During the summer months, green leaves carry out photosynthesis: chlorophyll converts sunlight into chemical energy. In the fall, deciduous trees reabsorb critical nutrients, such as nitrogen and minerals, from their leaves. This releases the chlorophyll from the proteins that normally bind it. However, chlorophyll is phototoxic in this free from, and can damage the tree when exposed to light. It must therefore be “detoxified” by decomposition.
“Essential pieces of the puzzle of this biological phenomenon have been solved only within the last two decades,” reports Kräutler. Various colorless tetrapyrroles, molecules with a framework of four nitrogen-containing five-membered carbon rings, accumulate in the dying leaves of higher plants, and have been classified as decomposition products of chlorophyll. These are called “nonfluorescent” chlorophyll catabolytes (NCCs). Says Kräutler, “ they are considered to be the final breakdown products of a well-controlled, “linear” and widely common decomposition pathway.” This premise is beginning to get a little shaky.
Kräutler and his co-workers have studied the decomposition of chlorophyll in the Norway maple, a tree native to Eurasia. “We found none of the typical breakdown products in yellow-green or yellow Norway maple leaves,” says Kräuter. “Instead, the main product we found was a dioxobilane, which resembles a chlorophyll breakdown product found in barley leaves.”
However, there are small but important differences in the spatial arrangements of the atoms relative to each other.

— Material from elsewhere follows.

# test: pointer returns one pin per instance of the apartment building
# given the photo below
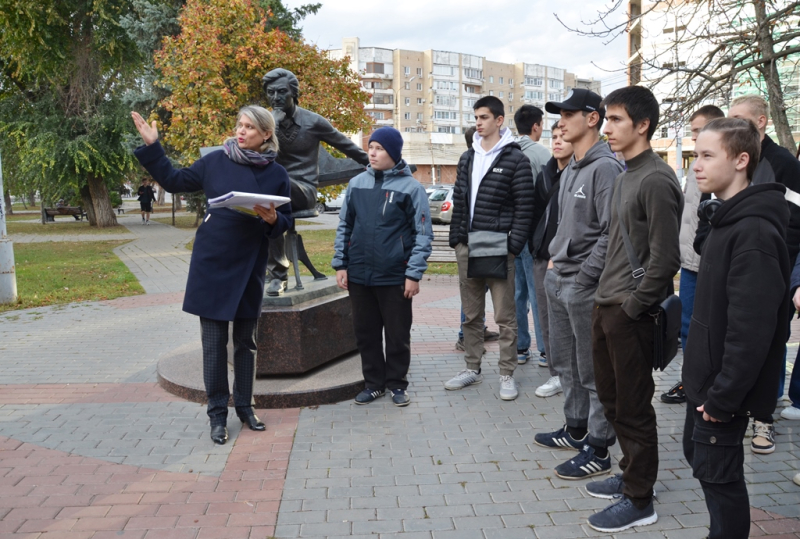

There is no plausible decomposition pathway that starts with the NCCs and leads to this new decomposition product. “There is clearly a chlorophyll breakdown pathway occurring in Norway maple leaves that differs from those previously known.”
The structure of this newly discovered dioxobilane is reminiscent of bile pigments, which are products of the breakdown of heme, and thus are important constituents of mammalian metabolisms as well as acting as light sensors in plants. “This supports the idea that chlorophyll breakdown is not only a detoxification process; the resulting decomposition products can also play a physiological role,” states Kräuter. “Chlorophyll breakdown products can act as antioxidants in the peel of ripening fruits, making the fruits less perishable. What role they play in leaves is not yet clear.”